Analysis of variance of a balanced incomplete block design with missing observations

In experimental work the results of one or more observations may be missing. An agricultural plot may be trampled, an animal may die, a test tube may be dropped, or a machine may break down. When missing values occur, the usual method of computing the various sums of squares cannot be used unless the missing values are first estimated from the existing data. Cornish' obtained a specific formula for a single missing value and an iterative procedure for several missing values by minimising the error sum of squares. He also showed that the resulting treatment sum of squares had a positive bias and how to eliminate it. Wilkinson3 obtained a general procedure for estimating missing values which involves the solutions of matrix equations.

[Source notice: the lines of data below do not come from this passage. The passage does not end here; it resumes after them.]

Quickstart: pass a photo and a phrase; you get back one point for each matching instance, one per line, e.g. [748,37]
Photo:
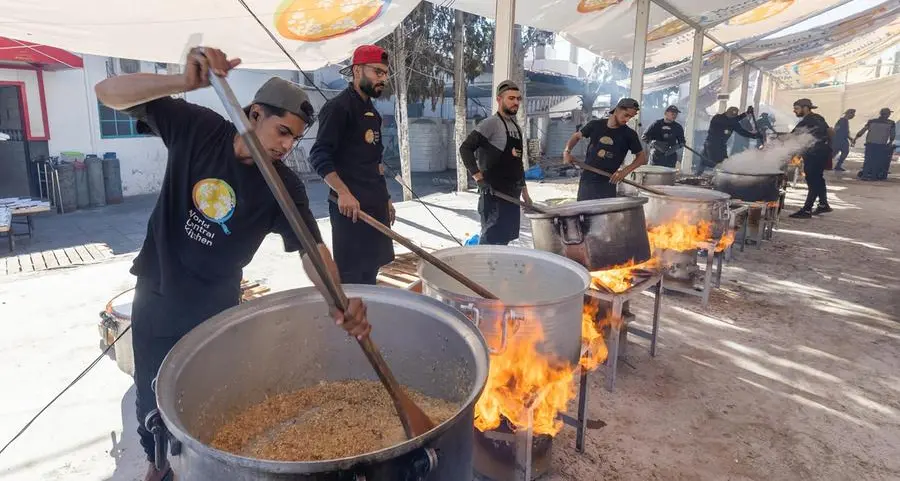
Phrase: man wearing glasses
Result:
[348,155]
[213,212]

The method of Glenn and Kramer2 may also be used by considering that a balanced incomplete block design is a randomised block design with missing observations, but this procedure would require the estimation of a large number of missing values. This paper will deal with the estimation of several missing values in a balanced incomplete block design by minimising the error sum of squares. Explicit formulae for each value missing will be derived for many special cases and a completely general solution will be given. These formulae may prove to be less tedious in application than the ones now available. A direct method of analysis of the augmented data, not requiring a correction for bias in the treatment sum of squares, will be given. It should be noted that, by estimating missing values, the symmetry in the design is restored, but the estimates serve only to expedite analysis of the data; they do not by any means restore the information lost in the missing observations.